Situasi ini bukan sekadar isu logistik, tetapi berpotensi merembet ke rantai pasok energi nasional.
1. Dua Kapal Masih Tertahan, Posisi Belum Berubah
Corporate Secretary Pertamina, Arya Dwi Paramita, menegaskan bahwa hingga kini posisi kedua kapal belum mengalami perubahan signifikan.
“Masih dengan posisi yang sama. Kami terus berkoordinasi dan konsultasi juga dengan pemangku kepentingan terkait, ya, termasuk Kementerian Luar Negeri,” ujar Arya.
Dua kapal yang dimaksud adalah Pertamina Pride dan Gamsunoro, yang terdeteksi masih berada di kawasan Teluk Persia.
2. Diplomasi RI Dikerahkan, Iran Beri Sinyal Positif
Upaya pembebasan tak hanya dilakukan internal perusahaan. Pemerintah melalui Kementerian Luar Negeri dan perwakilan RI di Tehran turut turun tangan.
Iran disebut telah merespons positif permintaan Indonesia, namun prosesnya masih bergantung pada negosiasi lanjutan di tengah situasi kawasan yang belum stabil.
3. Komunikasi Intensif dengan Awak Kapal
Selain diplomasi, Pertamina juga memastikan keselamatan kru tetap menjadi prioritas. Vice President Corporate Communication Pertamina, Muhammad Baron, menyebut komunikasi dengan awak kapal terus dijaga.

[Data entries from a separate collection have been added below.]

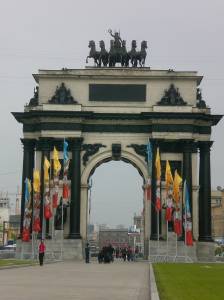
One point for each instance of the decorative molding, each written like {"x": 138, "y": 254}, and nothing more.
{"x": 62, "y": 96}
{"x": 186, "y": 128}
{"x": 140, "y": 150}
{"x": 35, "y": 100}
{"x": 172, "y": 97}
{"x": 22, "y": 117}
{"x": 90, "y": 149}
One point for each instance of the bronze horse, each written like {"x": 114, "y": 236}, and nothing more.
{"x": 138, "y": 56}
{"x": 93, "y": 53}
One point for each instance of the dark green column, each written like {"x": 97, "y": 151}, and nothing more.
{"x": 43, "y": 145}
{"x": 75, "y": 146}
{"x": 154, "y": 145}
{"x": 28, "y": 165}
{"x": 205, "y": 232}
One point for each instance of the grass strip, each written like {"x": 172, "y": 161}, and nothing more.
{"x": 190, "y": 281}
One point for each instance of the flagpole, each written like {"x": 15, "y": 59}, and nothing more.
{"x": 185, "y": 221}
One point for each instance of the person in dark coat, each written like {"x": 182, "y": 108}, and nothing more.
{"x": 87, "y": 252}
{"x": 42, "y": 249}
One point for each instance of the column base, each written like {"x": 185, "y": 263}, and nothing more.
{"x": 74, "y": 236}
{"x": 205, "y": 239}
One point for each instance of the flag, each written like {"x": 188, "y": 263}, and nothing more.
{"x": 46, "y": 169}
{"x": 65, "y": 151}
{"x": 188, "y": 221}
{"x": 176, "y": 187}
{"x": 168, "y": 176}
{"x": 28, "y": 190}
{"x": 177, "y": 222}
{"x": 36, "y": 201}
{"x": 57, "y": 165}
{"x": 158, "y": 165}
{"x": 158, "y": 177}
{"x": 65, "y": 192}
{"x": 36, "y": 181}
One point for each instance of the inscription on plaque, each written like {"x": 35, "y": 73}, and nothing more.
{"x": 117, "y": 92}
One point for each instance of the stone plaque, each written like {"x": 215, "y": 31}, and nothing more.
{"x": 117, "y": 92}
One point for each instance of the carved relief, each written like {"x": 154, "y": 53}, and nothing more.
{"x": 90, "y": 149}
{"x": 62, "y": 96}
{"x": 140, "y": 150}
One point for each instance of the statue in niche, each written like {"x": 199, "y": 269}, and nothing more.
{"x": 172, "y": 97}
{"x": 34, "y": 100}
{"x": 62, "y": 96}
{"x": 200, "y": 103}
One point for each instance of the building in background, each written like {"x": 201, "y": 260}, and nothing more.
{"x": 115, "y": 237}
{"x": 217, "y": 204}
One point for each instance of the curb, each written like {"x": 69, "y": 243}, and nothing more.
{"x": 153, "y": 287}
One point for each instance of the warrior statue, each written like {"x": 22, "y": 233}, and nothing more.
{"x": 117, "y": 39}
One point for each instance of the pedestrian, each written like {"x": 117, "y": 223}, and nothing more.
{"x": 87, "y": 250}
{"x": 42, "y": 249}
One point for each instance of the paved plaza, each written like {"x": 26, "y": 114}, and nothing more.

“Sehingga, apabila suasana atau situasi ini sudah memungkinkan, maka kapal tersebut kami harapkan bisa segera melewati Selat Hormuz,” ujar Baron.

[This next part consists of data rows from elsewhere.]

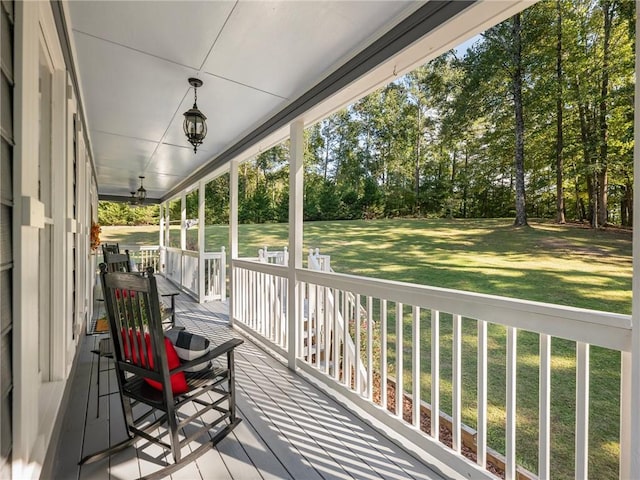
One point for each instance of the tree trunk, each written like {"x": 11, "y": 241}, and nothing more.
{"x": 607, "y": 10}
{"x": 521, "y": 212}
{"x": 465, "y": 188}
{"x": 559, "y": 103}
{"x": 627, "y": 205}
{"x": 417, "y": 162}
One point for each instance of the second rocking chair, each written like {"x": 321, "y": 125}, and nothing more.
{"x": 160, "y": 397}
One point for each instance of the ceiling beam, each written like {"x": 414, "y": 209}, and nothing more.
{"x": 421, "y": 22}
{"x": 121, "y": 199}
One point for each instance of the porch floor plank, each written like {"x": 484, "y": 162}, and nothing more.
{"x": 290, "y": 429}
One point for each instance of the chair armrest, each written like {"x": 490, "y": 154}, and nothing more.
{"x": 220, "y": 350}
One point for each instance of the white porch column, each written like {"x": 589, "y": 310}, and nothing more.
{"x": 201, "y": 249}
{"x": 233, "y": 234}
{"x": 629, "y": 417}
{"x": 167, "y": 224}
{"x": 183, "y": 221}
{"x": 296, "y": 195}
{"x": 162, "y": 236}
{"x": 161, "y": 232}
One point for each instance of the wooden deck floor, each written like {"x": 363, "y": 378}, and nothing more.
{"x": 289, "y": 429}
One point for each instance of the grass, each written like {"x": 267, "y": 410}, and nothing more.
{"x": 566, "y": 265}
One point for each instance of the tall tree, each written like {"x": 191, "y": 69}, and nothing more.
{"x": 559, "y": 127}
{"x": 516, "y": 79}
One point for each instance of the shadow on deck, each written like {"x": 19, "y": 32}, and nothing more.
{"x": 289, "y": 429}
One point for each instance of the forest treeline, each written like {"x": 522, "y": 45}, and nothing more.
{"x": 534, "y": 119}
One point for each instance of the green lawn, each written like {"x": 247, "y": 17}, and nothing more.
{"x": 566, "y": 265}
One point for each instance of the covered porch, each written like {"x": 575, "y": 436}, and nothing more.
{"x": 289, "y": 429}
{"x": 333, "y": 375}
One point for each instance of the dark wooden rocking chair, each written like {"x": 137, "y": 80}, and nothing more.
{"x": 180, "y": 399}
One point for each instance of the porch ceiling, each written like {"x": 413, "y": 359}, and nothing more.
{"x": 256, "y": 59}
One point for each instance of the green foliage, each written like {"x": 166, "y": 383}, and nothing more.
{"x": 116, "y": 213}
{"x": 440, "y": 141}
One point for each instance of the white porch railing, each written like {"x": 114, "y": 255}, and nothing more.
{"x": 260, "y": 300}
{"x": 144, "y": 256}
{"x": 392, "y": 362}
{"x": 182, "y": 267}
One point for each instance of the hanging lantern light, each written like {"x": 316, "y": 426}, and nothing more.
{"x": 195, "y": 125}
{"x": 142, "y": 193}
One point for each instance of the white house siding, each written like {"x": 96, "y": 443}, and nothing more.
{"x": 6, "y": 216}
{"x": 47, "y": 203}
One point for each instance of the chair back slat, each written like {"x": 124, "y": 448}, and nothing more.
{"x": 118, "y": 262}
{"x": 135, "y": 322}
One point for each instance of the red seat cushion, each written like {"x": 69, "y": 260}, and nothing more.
{"x": 178, "y": 380}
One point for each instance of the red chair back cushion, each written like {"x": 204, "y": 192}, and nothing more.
{"x": 178, "y": 380}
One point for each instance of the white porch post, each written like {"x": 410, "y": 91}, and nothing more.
{"x": 629, "y": 418}
{"x": 167, "y": 224}
{"x": 296, "y": 195}
{"x": 233, "y": 234}
{"x": 162, "y": 236}
{"x": 161, "y": 232}
{"x": 183, "y": 221}
{"x": 201, "y": 249}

4. Jalur Energi Dunia Terganggu, Dampaknya Bisa Meluas
Selat Hormuz dikenal sebagai salah satu jalur distribusi minyak paling strategis di dunia. Penutupan jalur ini tak hanya berdampak pada Indonesia, tetapi juga pasar energi global.
Gangguan distribusi berpotensi:
Mendorong kenaikan harga minyak dunia
Mengganggu pasokan energi
Menekan stabilitas ekonomi global
5. Waktu Pembebasan Masih Tanda Tanya
Meski sinyal positif mulai terlihat, belum ada kepastian kapan kedua kapal bisa keluar dari wilayah tersebut. Proses negosiasi dengan otoritas Iran masih berlangsung dan sangat bergantung pada dinamika konflik.
Sementara itu, data pelacakan menunjukkan:
Pertamina Pride berada di lepas pantai Arab Saudi
Gamsunoro berada di sekitar Dubai
Kesimpulan: Ujian Nyata Ketahanan Energi Nasional
Kasus tertahannya kapal Pertamina di Selat Hormuz menjadi pengingat keras betapa rentannya rantai pasok energi terhadap gejolak geopolitik.
Di tengah situasi yang belum pasti, langkah diplomasi dan komunikasi intensif jadi kunci. Pertanyaannya kini: seberapa cepat krisis ini bisa diurai sebelum berdampak lebih luas ke dalam negeri?